Lo svolgimento delle operazioni peritali su fatti estranei al thema decidendum, nonché l’acquisizione di documentazione non prodotta dalle parti da parte del Consulente Tecnico d’Ufficio CTU, comporta la nullità della perizia a prescindere dal consenso delle parti.
Lo ha recentemente affermato la Corte di Cassazione con la sentenza n. 31886 del 6 dicembre 2019 ove è stata dichiarata nulla una consulenza tecnica, disposta al fine di determinare se sussistesse o meno un errore degli operatori sanitari che avevano in cura un paziente deceduto in sala operatoria, poiché il CTU designato dal Giudice aveva provveduto ad acquisire ed a porre a base della propria relazione documentazione (nella specie, una cartella clinica) non prodotta dalle parti nei termini processuali ed in assenza di contraddittorio tra loro.
Come è noto, la consulenza tecnico d’ufficio ha la precipua funzione di integrare le cognizioni del Giudice ogniqualvolta, per la decisione della causa, occorra far uso di nozioni specialistiche, tecniche e scientifiche estranee al bagaglio culturale del magistrato. Del resto, il giudice, quale giurista, conosce le norme di diritto ma per le altre conoscenze specialistiche deve necessariamente rivolgersi al CTU.
Nel caso esaminato della Cassazione, la consulenza disposta dal Giudice aveva la finalità di accertare se i medici avessero o meno commesso un errore nella cura del paziente deceduto in sala operatoria, con conseguente responsabilità ascrivibile in capo agli stessi. Di tutta evidenza, in questa ipotesi, l’utilità dell’indagine peritale atteso che il Giudice non sarebbe stato altrimenti in grado di pronunciarsi in ordine alla richiesta risarcitoria spiegata in giudizio.
Tuttavia la Suprema Corte, dopo uno scrupoloso ed approfondito iter argomentativo, individua con precisione i poteri istruttori del consulente ed afferma il principio secondo il quale in tema di consulenza tecnica di ufficio, in virtù del principio dispositivo e dell’operare nel processo civile di preclusioni, assertive ed istruttorie, l’ausiliare del giudice, nello svolgimento delle proprie attività, non può – nemmeno in presenza di ordine del giudice o di acquiescenza delle parti – indagare d’ufficio su fatti mai ritualmente allegati dalle parti, né acquisire di sua iniziativa la prova dei fatti costitutivi delle domande o delle eccezioni proposte e nemmeno procurarsi, dalle parti o dai terzi, documenti che forniscano tale prova.

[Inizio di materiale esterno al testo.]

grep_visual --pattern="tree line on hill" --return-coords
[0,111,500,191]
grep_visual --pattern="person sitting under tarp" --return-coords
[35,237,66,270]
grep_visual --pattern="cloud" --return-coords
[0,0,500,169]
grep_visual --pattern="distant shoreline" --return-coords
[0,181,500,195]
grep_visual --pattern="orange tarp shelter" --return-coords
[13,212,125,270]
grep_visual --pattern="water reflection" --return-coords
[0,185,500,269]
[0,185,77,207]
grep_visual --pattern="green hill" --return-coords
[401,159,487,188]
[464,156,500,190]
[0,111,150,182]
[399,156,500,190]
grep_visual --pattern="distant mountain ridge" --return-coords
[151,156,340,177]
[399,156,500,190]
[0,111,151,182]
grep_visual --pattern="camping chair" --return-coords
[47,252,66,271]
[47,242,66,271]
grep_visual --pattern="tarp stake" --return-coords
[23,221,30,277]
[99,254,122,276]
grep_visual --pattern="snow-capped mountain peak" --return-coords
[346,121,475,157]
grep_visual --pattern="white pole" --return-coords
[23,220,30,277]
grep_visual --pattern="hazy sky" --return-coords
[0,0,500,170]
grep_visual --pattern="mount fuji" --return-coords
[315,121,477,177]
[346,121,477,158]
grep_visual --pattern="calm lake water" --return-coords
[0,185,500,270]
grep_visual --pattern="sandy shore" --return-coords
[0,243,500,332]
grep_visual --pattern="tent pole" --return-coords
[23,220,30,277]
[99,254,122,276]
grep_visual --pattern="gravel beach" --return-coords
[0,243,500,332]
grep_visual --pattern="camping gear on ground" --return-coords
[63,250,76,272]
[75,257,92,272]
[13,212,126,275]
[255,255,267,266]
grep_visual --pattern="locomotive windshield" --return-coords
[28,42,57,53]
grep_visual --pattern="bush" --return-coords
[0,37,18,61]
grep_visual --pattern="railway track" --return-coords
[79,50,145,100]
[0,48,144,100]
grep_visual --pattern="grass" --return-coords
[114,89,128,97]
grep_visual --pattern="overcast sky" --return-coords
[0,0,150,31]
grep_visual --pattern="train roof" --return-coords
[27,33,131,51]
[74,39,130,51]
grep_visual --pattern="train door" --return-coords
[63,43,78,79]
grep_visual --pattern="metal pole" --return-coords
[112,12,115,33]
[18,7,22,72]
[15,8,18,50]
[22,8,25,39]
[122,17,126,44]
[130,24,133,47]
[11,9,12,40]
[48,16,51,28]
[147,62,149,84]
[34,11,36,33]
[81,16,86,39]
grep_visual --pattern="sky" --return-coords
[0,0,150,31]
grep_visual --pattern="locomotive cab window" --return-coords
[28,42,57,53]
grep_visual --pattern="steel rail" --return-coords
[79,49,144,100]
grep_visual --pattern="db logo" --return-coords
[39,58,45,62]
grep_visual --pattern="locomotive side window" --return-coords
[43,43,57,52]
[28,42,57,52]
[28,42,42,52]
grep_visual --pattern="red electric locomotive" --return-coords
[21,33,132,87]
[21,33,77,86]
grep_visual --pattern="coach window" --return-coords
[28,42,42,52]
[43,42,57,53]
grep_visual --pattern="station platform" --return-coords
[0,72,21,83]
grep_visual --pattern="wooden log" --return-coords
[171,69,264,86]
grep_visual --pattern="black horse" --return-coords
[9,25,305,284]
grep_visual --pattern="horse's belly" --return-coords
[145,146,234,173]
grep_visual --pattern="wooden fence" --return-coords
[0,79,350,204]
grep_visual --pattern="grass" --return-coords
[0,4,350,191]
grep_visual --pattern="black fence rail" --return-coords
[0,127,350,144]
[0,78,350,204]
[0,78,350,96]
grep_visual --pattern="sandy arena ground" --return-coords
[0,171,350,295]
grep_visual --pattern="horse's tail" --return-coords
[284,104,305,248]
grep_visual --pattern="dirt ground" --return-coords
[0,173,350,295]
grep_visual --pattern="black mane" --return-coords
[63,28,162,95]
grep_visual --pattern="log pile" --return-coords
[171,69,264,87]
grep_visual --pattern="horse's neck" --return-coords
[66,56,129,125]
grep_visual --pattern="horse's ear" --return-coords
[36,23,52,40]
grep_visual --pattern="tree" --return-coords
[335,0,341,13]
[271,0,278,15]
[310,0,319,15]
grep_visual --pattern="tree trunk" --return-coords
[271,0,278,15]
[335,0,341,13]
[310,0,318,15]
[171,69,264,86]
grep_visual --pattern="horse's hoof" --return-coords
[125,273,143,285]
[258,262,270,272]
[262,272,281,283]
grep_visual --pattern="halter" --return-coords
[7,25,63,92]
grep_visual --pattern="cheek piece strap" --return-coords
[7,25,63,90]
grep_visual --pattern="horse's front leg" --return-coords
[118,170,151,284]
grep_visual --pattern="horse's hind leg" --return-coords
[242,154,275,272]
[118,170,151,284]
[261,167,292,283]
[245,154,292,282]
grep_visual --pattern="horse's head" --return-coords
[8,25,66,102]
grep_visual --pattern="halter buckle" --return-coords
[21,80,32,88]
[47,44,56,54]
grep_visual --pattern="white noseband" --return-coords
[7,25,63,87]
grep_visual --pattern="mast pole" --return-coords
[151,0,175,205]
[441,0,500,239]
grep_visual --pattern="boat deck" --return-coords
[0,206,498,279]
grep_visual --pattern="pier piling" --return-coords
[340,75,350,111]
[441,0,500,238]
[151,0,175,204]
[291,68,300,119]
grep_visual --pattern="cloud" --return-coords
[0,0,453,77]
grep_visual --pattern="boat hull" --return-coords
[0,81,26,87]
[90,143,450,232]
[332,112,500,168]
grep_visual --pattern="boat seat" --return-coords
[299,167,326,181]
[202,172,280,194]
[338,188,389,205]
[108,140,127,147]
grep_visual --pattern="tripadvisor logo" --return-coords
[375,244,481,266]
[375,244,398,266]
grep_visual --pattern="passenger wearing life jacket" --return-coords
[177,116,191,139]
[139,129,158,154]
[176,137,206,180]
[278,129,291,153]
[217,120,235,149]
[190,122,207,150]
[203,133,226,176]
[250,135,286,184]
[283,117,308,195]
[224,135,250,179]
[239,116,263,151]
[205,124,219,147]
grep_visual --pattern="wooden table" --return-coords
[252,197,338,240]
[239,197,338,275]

A tale regola, proseguono gli ermellini, può derogarsi solo ed esclusivamente nelle ipotesi in cui la prova del fatto costitutivo della domanda o dell’eccezione non possa essere oggettivamente fornita dalle parti con i mezzi di prova tradizionali, postulando il ricorso a cognizioni tecnico-scientifiche, oppure per la prova di fatti tecnici accessori o secondari e di elementi di riscontro della veridicità delle prove già prodotte dalle parti.
Il CTU, pertanto, non potrà mai indagare su questioni non prospettate dalle parti perché, in caso contrario, finirebbe per violare un duplice principio: da un lato, quello che attribuisce alle parti l’onere di allegazione e, dall’altro, quello in forza del quale il Giudice non può mai pronunciarsi in ordine a questioni non portate alla sua attenzione dai litiganti (in tal senso si veda anche Cass. civ., sez. III, n. 1020 del 19.01.2006). La nullità della consulenza, scaturente dall’avere il c.t.u. violato il principio dispositivo o le regole concernenti le acquisizioni documentali, è rilevabile d’ufficio in ogni stato e grado del processo e non è sanata dall’acquiescenza delle parti.
Nel caso in esame, il CTU, del tutto arbitrariamente, aveva acquisito documenti non ritualmente prodotti dalle parti (una cartella clinica) ed il giudice del gravame non avrebbe dovuto autorizzare siffatta acquisizione in deroga al principio dispositivo ed alle preclusioni assertive ed istruttorie. Per questo motivo, la Corte di Cassazione ha deciso di cassare con rinvio la sentenza impugnata affinché il giudice di merito decida applicando i principi di diritto poc’anzi enunciati.
Con la pronuncia testé richiamata, che ha suscitato non poche reazioni a livello dottrinale, la Suprema Corte si uniforma dunque a quella recente giurisprudenza secondo la quale l’obbligo, posto a capo delle parti, di allegare fatti e documenti a sostegno della propria domanda ha natura inderogabile, con conseguente nullità della sentenza emessa in violazione di questo principio cardine.